Stan Brenders stand Ende der 30 er Jahre in Brüssel auf der Bühne und verkündete, dass das nächste Stück “Sept, et avec un combination avec onze“ sein würde – wohl wissend, dass die Nazi-Zensoren den taubenfranzösischen Bezug zum eigentlichen Songtitel “Seven Come Eleven“ nicht nachvollziehen konnten, der wie die meisten Swing-Nummern strengstens aus dem Radio und von Live-Sendungen verbannt worden war.

Die Nazis hatten Jazz selbst verboten, aber da die meisten von ihnen nicht wussten, wie er klingen sollte, waren die Songtitel eine wichtige Identifikationsfigur, so etwas wie ein Davidstern. Brenders, ein Bigband-Leader und Dirigent, gehört zu den Urgesteinen der belgischen Jazz-Geschichte, die irgendwann Ende der 20 er Jahre zu beginnen scheint, als Charles Remue & His New Stompers Orchestra in ein Londoner Aufnahmestudio gingen, um die erste belgische Jazz-Aufnahme aufzunehmen. Pianist der Band war Brenders, der mit anderen belgischen Jazz-Pionieren swingte, wie dem Schlagzeuger Harry Belein, dem Tenorsaxophonisten und Klarinettisten Gaston Frederic und dem Bassisten Remy Glorieux. Obwohl die Gruppe als eine der besten europäischen Jazz-Bands der 20 er Jahre galt, blieb sie unter der Leitung des Klarinettisten und Altsaxophonisten Remue nur etwas weniger als ein Jahr zusammen.
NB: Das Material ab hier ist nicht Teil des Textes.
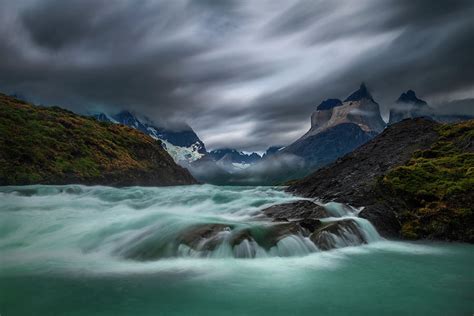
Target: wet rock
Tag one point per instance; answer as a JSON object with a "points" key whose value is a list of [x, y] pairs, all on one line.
{"points": [[296, 210], [204, 237], [338, 234]]}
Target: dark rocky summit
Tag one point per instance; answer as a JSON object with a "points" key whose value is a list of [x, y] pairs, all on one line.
{"points": [[50, 145], [415, 180]]}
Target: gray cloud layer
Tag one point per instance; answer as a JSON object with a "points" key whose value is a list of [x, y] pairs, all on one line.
{"points": [[245, 74]]}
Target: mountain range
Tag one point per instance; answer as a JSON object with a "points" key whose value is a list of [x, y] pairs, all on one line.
{"points": [[337, 128]]}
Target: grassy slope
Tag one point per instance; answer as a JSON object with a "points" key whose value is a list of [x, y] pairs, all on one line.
{"points": [[53, 145], [438, 186]]}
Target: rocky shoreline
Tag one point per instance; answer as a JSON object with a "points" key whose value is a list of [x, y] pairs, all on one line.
{"points": [[362, 179]]}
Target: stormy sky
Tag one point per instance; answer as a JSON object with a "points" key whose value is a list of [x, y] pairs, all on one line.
{"points": [[245, 74]]}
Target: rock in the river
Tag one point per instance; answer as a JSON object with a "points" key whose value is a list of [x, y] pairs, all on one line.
{"points": [[338, 234]]}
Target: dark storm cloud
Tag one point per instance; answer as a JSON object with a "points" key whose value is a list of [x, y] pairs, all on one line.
{"points": [[245, 74]]}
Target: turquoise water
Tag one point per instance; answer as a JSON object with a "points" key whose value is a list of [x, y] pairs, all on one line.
{"points": [[61, 254]]}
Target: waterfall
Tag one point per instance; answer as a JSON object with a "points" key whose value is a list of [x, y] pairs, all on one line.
{"points": [[147, 224]]}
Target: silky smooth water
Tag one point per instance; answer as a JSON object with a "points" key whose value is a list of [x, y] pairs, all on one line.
{"points": [[62, 253]]}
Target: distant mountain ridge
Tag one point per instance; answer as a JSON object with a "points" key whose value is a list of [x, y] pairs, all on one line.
{"points": [[51, 145], [338, 127], [183, 145]]}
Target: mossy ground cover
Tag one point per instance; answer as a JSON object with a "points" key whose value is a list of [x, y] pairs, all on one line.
{"points": [[437, 185], [52, 145]]}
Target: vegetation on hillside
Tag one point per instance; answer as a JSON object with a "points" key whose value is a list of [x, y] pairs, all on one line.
{"points": [[51, 145], [438, 187]]}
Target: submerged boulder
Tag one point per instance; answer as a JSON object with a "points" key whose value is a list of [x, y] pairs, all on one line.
{"points": [[303, 209], [338, 234]]}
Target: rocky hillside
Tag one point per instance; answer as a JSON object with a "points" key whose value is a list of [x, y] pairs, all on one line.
{"points": [[50, 145], [415, 180]]}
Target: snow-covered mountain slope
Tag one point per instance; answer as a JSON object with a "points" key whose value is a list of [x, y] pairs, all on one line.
{"points": [[183, 144]]}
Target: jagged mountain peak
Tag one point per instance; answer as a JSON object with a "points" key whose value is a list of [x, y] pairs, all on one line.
{"points": [[361, 93], [410, 97], [329, 104]]}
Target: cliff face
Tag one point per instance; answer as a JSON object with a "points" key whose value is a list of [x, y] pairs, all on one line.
{"points": [[408, 105], [50, 145], [414, 180]]}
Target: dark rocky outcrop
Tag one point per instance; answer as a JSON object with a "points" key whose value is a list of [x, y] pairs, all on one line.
{"points": [[413, 180], [50, 145], [338, 234]]}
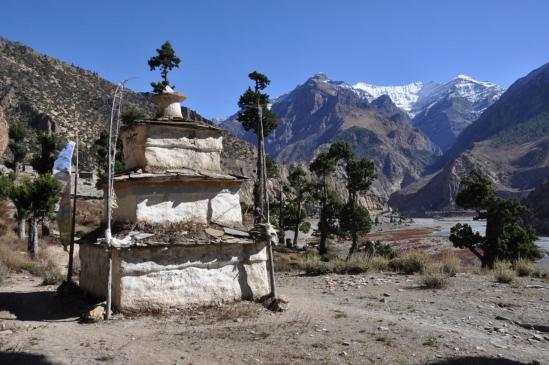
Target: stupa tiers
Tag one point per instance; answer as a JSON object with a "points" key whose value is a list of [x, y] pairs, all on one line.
{"points": [[181, 240]]}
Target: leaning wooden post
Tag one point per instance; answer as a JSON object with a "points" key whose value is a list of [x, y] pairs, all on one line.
{"points": [[73, 226], [263, 182]]}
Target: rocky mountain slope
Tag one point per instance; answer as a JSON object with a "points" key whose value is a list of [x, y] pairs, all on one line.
{"points": [[44, 92], [509, 143], [322, 111]]}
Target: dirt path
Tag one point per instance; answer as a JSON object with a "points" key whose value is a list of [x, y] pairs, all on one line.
{"points": [[364, 319]]}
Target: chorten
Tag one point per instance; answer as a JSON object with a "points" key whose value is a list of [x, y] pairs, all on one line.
{"points": [[178, 238]]}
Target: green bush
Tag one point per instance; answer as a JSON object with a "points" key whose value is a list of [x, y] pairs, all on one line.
{"points": [[523, 267], [451, 265], [503, 272], [434, 277], [385, 250], [3, 272], [379, 263], [414, 262]]}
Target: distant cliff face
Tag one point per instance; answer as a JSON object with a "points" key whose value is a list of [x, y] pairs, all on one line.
{"points": [[44, 92], [538, 202], [509, 143], [322, 111]]}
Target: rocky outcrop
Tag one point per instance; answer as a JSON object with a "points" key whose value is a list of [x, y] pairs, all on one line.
{"points": [[538, 202]]}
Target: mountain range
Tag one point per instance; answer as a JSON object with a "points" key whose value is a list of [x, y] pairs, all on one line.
{"points": [[422, 137], [398, 127], [509, 143]]}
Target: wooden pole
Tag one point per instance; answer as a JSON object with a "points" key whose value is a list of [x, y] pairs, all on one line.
{"points": [[263, 183], [73, 227]]}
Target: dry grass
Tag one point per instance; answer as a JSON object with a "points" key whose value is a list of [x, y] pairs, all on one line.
{"points": [[451, 264], [379, 263], [414, 262], [503, 272], [435, 277], [523, 267], [4, 271], [315, 267], [14, 257]]}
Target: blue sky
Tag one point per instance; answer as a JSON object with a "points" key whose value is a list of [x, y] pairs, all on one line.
{"points": [[382, 42]]}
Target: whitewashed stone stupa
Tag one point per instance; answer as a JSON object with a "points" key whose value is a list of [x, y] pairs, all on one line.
{"points": [[180, 239]]}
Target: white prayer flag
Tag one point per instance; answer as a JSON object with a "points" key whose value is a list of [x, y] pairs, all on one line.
{"points": [[63, 162]]}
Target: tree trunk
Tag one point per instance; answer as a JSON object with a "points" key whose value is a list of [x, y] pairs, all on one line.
{"points": [[45, 227], [323, 246], [298, 221], [259, 203], [21, 225], [353, 245], [33, 237]]}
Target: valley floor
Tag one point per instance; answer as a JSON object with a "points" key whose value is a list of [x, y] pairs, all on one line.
{"points": [[374, 318]]}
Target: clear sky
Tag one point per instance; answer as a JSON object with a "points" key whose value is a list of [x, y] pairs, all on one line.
{"points": [[386, 42]]}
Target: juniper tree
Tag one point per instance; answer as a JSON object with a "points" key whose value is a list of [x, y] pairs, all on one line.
{"points": [[165, 60], [252, 104], [50, 145], [295, 214], [360, 174], [507, 236], [17, 146], [39, 195], [323, 166]]}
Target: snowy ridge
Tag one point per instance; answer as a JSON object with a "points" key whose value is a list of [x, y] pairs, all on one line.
{"points": [[404, 96], [419, 96]]}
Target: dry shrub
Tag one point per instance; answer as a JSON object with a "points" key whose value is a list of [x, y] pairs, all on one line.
{"points": [[379, 263], [414, 262], [50, 274], [434, 277], [540, 274], [523, 267], [15, 258], [395, 264], [503, 272], [451, 264], [315, 267]]}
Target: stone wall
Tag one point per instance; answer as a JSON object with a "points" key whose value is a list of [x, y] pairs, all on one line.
{"points": [[156, 277], [178, 202], [155, 147]]}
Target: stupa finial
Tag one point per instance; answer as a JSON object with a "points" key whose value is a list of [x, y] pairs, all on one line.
{"points": [[169, 103]]}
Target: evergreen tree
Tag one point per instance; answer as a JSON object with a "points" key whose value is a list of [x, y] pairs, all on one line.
{"points": [[323, 166], [507, 236], [165, 60], [17, 146], [50, 144], [40, 195], [252, 104], [295, 213], [360, 174]]}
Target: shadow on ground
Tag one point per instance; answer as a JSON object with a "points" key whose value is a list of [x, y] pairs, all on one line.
{"points": [[476, 360], [21, 358], [43, 306]]}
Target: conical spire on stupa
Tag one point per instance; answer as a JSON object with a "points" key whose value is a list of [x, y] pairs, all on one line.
{"points": [[169, 104]]}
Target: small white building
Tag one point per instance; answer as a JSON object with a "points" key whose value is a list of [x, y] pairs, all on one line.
{"points": [[178, 235]]}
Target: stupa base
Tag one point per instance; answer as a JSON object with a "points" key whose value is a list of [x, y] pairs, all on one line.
{"points": [[156, 277]]}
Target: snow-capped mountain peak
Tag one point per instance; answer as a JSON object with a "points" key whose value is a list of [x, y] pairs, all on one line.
{"points": [[404, 96]]}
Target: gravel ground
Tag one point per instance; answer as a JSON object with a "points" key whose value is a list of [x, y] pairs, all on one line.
{"points": [[374, 318]]}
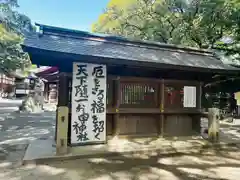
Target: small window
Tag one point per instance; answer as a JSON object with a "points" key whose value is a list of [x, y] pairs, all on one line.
{"points": [[138, 95]]}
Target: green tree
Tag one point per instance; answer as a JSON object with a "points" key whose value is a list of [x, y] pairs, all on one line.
{"points": [[12, 27], [197, 23]]}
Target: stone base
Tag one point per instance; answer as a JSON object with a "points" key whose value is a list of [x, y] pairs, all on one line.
{"points": [[42, 151]]}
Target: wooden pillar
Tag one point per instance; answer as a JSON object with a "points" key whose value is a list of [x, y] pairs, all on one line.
{"points": [[116, 96], [62, 115], [162, 102], [199, 94], [213, 124]]}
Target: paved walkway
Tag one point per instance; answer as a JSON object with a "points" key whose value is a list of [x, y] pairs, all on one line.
{"points": [[208, 164], [17, 129]]}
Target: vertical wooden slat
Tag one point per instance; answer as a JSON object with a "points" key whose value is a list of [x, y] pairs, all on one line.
{"points": [[62, 131], [116, 97], [62, 95], [162, 102], [199, 96]]}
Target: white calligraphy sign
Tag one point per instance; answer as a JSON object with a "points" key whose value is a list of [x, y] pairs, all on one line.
{"points": [[189, 96], [88, 124]]}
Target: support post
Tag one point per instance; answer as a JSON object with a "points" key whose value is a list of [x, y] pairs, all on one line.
{"points": [[162, 102], [62, 115], [116, 96], [213, 124]]}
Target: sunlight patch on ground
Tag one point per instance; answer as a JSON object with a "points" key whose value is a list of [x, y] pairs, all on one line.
{"points": [[103, 160]]}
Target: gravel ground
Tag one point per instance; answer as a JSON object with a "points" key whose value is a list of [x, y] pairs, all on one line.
{"points": [[209, 164], [18, 129]]}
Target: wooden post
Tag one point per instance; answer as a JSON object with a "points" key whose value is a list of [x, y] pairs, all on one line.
{"points": [[162, 101], [62, 115], [116, 96], [213, 124]]}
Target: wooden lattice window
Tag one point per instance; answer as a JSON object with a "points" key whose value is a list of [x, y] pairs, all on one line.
{"points": [[136, 94], [173, 96], [108, 98]]}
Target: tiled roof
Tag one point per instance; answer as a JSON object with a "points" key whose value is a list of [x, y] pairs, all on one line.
{"points": [[87, 44]]}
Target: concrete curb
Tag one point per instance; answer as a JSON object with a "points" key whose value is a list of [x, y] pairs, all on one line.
{"points": [[154, 152]]}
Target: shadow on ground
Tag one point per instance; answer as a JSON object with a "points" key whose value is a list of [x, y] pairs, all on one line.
{"points": [[209, 163]]}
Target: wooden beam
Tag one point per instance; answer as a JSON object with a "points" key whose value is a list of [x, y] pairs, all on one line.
{"points": [[162, 102], [62, 133], [116, 98]]}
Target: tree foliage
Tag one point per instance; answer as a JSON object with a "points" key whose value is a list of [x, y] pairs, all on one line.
{"points": [[12, 28], [197, 23]]}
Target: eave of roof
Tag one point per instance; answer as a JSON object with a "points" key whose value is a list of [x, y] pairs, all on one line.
{"points": [[61, 40]]}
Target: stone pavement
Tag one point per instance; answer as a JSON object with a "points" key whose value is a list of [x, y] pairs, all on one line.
{"points": [[207, 164], [18, 129]]}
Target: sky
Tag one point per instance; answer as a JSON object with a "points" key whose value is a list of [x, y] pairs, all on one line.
{"points": [[72, 14]]}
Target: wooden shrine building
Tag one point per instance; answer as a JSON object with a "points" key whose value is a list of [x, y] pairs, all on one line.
{"points": [[113, 86]]}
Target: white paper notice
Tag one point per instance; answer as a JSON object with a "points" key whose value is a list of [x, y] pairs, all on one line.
{"points": [[189, 96], [88, 103]]}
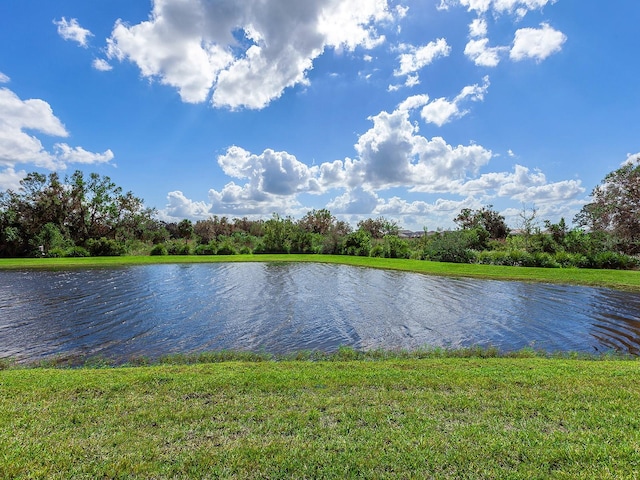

Danach begann Brenders, sich darauf zu konzentrieren, seine eigene Gruppe zu leiten. Mitte der 30 er Jahre dirigierte er das Belgische Staatsorchester des Rundfunks, auch bekannt als l'Orchestre Jazz de l'INR. Mit Fortschreiten des Krieges wurden Ablenkungsmanöver immer notwendiger, um zu verhindern, dass der Jazz unangemessene Aufmerksamkeit erregte. Dazu gehörte auch die bereits beschriebene Verschleierung amerikanischer Songtitel, um die Nazi-Zensur zu umgehen.

Einer der größten Siege des Jazz gegen die Faschisten errang der Jazz im Frühjahr 1942, als die Brenders-Band den Zigeunergitarristen Django Reinhardt in Belgien bei acht Auftritten begleitete. Alle diese Auftritte waren streng im Guerillastil organisiert und missachteten damit offen das Nazi-Edikt gegen Swingmusik.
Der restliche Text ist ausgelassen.